Category Archives: NYC Midnight

Kedge Saves an Ace

2025 Submission to NYC Midnight’s Short Story Challenge

By Jim Janus

     In the backroom of the Frolics the game of twenty-one was dealt by a kid who didn’t look it himself. He’d been a sailor for a year and loved it. Except for the water. He feared drowning so much that he couldn’t pass the swim test. That earned him the name Kedge and a discharge he didn’t want.

     Though the Navy couldn’t teach him to swim, his shipmates taught him blackjack. One night he won big and celebrated by getting a tattoo. It wasn’t Ace-Jack. Instead it was eight, nine, three, ace. The design almost didn’t fit. It’s how the cards came.

     The failed sailor disembarked at Navy Pier and stumbled along Kinzie until Wabash, where portraits of showgirls drew him into the Frolics.

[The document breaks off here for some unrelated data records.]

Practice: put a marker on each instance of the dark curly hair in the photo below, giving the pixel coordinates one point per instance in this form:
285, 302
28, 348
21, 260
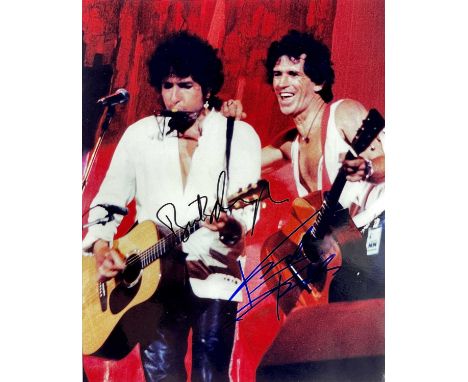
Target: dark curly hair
183, 54
317, 66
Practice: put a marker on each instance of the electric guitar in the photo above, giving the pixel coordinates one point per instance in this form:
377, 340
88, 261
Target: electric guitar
104, 303
306, 253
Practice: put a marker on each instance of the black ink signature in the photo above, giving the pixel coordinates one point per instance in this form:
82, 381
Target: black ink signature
266, 267
169, 212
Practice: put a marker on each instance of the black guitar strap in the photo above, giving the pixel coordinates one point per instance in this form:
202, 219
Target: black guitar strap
229, 132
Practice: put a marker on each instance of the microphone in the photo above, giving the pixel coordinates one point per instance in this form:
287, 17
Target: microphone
111, 209
121, 96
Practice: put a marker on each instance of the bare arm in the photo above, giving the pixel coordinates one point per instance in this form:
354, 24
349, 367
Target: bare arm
370, 164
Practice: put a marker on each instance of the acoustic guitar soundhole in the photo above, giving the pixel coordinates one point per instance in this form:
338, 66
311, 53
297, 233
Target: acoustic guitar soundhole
128, 285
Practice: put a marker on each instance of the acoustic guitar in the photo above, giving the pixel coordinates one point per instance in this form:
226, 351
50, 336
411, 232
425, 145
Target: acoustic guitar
306, 253
104, 303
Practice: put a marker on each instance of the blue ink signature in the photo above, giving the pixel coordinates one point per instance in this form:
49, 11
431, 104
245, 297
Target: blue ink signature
266, 267
201, 202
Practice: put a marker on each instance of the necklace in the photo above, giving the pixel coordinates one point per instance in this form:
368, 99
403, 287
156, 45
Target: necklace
306, 138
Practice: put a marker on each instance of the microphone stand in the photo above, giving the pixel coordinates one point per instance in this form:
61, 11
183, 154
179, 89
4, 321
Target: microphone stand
104, 124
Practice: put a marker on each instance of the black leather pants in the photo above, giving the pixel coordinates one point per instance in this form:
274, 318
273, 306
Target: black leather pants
212, 323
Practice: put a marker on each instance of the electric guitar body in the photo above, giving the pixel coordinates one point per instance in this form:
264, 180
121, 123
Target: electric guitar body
104, 304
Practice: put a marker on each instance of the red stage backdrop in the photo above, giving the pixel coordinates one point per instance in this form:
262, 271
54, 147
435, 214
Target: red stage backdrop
119, 36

The owner felt bad for him and made him blackjack dealer. DeCarlo and his wife didn’t have kids, so they cared for Kedge like he was their college dropout. Eventually Kedge dealt so many games he got comfortable with the clientele. He made them laugh and everyone liked him. Then, Edward “Eddie” Esposito took over the club.

     The final night of the Frolics was in ’58. The agreement between old and new was fair and square. After the last performance Eddie would get rid of staff and change the theme of the club. No burlesque dancing. No backroom blackjack. He was bringing in Jazz and he would name the place…Eddie’s.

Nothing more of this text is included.